Opinião: Pura raiva | Cara Hunter

UMA RAPARIGA É RAPTADA NAS RUAS DE OXFORD. MAS ESTE É UM RAPTO DIFERENTE, PARA O INSPETOR FAWLEY.
SINOPSE: Uma adolescente é encontrada a vaguear pelos arredores de Oxford, desorientada e angustiada. A história que Faith Appleford conta é assustadora: amarraram-lhe um saco de plástico na cabeça e levaram-na para um local isolado. Por milagre, sobreviveu. Mesmo assim, recusa-se a apresentar queixa.

O Inspetor Fawley investiga, mas há pouco que ele possa fazer sem a cooperação de Faith, que parece esconder alguma coisa. Mas o quê? E porque será que Fawley continua com a sensação de que já viu um caso como este?

Quando outra rapariga desaparece, Adam Fawley não tem escolha e tem mesmo de enfrentar o seu passado.

Ai, ai, ai, ai, ai, Cara Hunter, que consegues fazer sempre com que quase roa as unhas com os nervos do suspense durante a leitura!

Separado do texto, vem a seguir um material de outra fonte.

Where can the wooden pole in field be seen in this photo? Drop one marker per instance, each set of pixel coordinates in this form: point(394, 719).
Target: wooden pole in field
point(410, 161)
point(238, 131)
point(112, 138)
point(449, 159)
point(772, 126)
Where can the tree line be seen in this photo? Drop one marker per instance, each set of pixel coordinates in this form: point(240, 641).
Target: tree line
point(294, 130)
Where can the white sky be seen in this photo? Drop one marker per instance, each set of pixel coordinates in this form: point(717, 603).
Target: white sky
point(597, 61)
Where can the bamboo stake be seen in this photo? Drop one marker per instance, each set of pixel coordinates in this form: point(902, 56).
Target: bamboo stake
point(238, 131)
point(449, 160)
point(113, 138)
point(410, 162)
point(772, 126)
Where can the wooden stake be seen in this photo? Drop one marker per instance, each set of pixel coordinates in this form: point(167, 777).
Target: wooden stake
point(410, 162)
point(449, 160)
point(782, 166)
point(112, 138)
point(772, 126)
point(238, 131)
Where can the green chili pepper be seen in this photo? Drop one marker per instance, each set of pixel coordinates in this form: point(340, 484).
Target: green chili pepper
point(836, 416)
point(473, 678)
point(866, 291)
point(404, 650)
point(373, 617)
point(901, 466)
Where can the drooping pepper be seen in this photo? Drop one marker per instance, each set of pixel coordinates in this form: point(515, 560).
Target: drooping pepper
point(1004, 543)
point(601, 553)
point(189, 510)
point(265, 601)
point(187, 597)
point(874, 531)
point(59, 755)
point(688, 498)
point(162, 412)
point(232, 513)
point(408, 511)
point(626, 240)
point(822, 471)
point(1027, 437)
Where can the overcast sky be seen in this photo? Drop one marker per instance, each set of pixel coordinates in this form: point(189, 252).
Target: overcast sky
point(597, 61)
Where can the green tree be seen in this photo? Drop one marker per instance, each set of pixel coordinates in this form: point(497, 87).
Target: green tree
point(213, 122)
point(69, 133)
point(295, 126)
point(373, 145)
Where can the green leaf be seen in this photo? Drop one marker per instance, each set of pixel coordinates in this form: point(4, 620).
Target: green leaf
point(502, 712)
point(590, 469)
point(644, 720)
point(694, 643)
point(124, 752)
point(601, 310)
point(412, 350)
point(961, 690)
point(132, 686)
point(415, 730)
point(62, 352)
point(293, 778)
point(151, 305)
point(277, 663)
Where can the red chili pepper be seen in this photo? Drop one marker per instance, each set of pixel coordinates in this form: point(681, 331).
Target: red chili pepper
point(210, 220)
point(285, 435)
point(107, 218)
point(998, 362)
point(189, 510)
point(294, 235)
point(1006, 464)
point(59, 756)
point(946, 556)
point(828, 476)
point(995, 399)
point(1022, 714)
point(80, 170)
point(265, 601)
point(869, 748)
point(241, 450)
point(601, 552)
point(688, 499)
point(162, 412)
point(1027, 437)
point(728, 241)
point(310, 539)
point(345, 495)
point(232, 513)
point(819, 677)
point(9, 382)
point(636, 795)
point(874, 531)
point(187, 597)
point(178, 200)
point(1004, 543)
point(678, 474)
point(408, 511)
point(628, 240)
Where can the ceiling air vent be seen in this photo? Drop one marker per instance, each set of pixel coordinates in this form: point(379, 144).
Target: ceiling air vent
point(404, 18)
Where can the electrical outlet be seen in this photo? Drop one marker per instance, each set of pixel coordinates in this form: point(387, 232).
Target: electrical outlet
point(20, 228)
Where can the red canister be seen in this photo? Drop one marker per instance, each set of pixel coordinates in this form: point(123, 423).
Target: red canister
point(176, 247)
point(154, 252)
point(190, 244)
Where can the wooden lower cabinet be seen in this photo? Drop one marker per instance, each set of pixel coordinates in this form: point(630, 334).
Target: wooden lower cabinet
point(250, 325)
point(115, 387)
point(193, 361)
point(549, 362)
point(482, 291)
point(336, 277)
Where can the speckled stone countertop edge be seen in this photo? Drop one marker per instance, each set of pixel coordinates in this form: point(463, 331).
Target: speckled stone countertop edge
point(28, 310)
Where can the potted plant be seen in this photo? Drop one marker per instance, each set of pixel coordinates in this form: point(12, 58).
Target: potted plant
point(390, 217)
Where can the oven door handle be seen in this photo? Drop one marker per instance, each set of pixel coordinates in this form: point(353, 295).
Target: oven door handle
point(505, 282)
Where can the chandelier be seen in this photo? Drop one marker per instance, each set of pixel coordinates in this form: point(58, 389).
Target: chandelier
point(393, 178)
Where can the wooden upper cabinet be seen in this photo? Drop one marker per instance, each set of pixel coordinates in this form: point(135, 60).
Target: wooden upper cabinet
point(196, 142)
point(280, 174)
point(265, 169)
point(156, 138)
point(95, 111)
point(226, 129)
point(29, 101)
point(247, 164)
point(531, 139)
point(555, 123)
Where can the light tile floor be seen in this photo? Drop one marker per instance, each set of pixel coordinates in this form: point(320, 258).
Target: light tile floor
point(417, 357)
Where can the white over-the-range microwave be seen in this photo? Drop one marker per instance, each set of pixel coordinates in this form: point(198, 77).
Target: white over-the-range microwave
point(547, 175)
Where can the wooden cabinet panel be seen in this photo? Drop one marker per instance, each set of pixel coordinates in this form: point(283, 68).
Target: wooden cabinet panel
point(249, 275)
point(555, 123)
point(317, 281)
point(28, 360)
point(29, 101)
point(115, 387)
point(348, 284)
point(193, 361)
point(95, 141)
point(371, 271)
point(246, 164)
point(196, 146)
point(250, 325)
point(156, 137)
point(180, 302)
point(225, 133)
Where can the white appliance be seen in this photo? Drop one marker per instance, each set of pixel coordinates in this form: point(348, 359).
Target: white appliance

Até agora, os livros da Cara Hunter conseguiram sempre mexer com os meus nervos, como só um excelente thriller consegue fazer, por isto e muito mais ela é a minha autora de thrillers preferida de sempre!

No entanto, como já estou a ficar familiarizada com a sua forma tão especifica de criar personagens muito complexas e o facto de nem tudo ser o que parece, no primeiro e segundo livro apanhou-me COMPLETAMENTE desprevenida quanto aos culpados e quanto ao objectivo final do enredo. Com o terceiro e este quarto livro eu já consegui reduzir a minha lista de suspeitos a 3, e pelo menos um/a deles/as confirma-se sempre, mas mesmo assim a intriga que está por detrás, o como e o porquê e o final consegue arrebatar-me sempre!




Outro aspecto que aprecio sobremaneira nos livros desta autora, é do esmagador realismo que confere à narrativa: com imagens de mapas, excertos de SMS, chats, redes sociais, nomes de séries reais e actuais, por exemplo: fala de uma série que eu já vi, «Making a Murderer», a forma como explora a intrinsecidade humana com um realismo soberbo, por exemplo: as mensagens de apoio ou ofensivas que vão correndo nas redes sociais de pessoas que adoram comentar os desastres dos outros, as que comentam as notícias, os negacionistas, sexistas, machistas, racistas, os que falam sem conhecimento de causa mas têm sempre algo para dizer, os juízes de sofá do dia-a-dia de qualquer pessoa com acesso às redes sociais já está a ficar - infelizmente - habituada.

Ou seja, a pura estupidez humana em todo o seu esplendor,  como também explora a humanidade - e desumanidade - dos culpados, dos inocentes, dos polícias, das testemunhas, ou seja: todas as personagens são incrivelmente realistas, podíamos ser nós, os nossos familiares, amigos ou o nosso vizinho do lado.

A dada altura a narrativa deste livro explora a temática do femicídio, que me fez lembrar imenso esta minha leitura: «Femicídio de Pascal Engman», tanto que pensei que a narrativa do Pura Raiva se ia ficar por ali, mas não... dá voltas e reviravoltas e mais voltas e voltas e reviravoltas, parecendo uma máquina de lavar roupa a centrifugar no máximo!

Apesar de cada livro ter uma história diferente, cada vez mais a Cara Hunter está a explorar a história de vida dos seus inspectores, responsáveis máximos e subalternos, portanto, apesar de podermos ler os livros sem ordem, que não vai interferir com a maior carga do trama e suspense, a nível de drama pessoal destas personagens habituais, para não ficarmos sem saber o que se passou antes e sabermos o porquê de determinado acontecimento estar a ocorrer no presente - se bem que a autora resume sempre um pouco - acredito que é mais pertinente ler os livros por ordem, para não se perder o fio à meada de nada, e essa ordem até agora é esta:
Quero mais, quero mais, quero mais, Cara Hunter, quero mais!!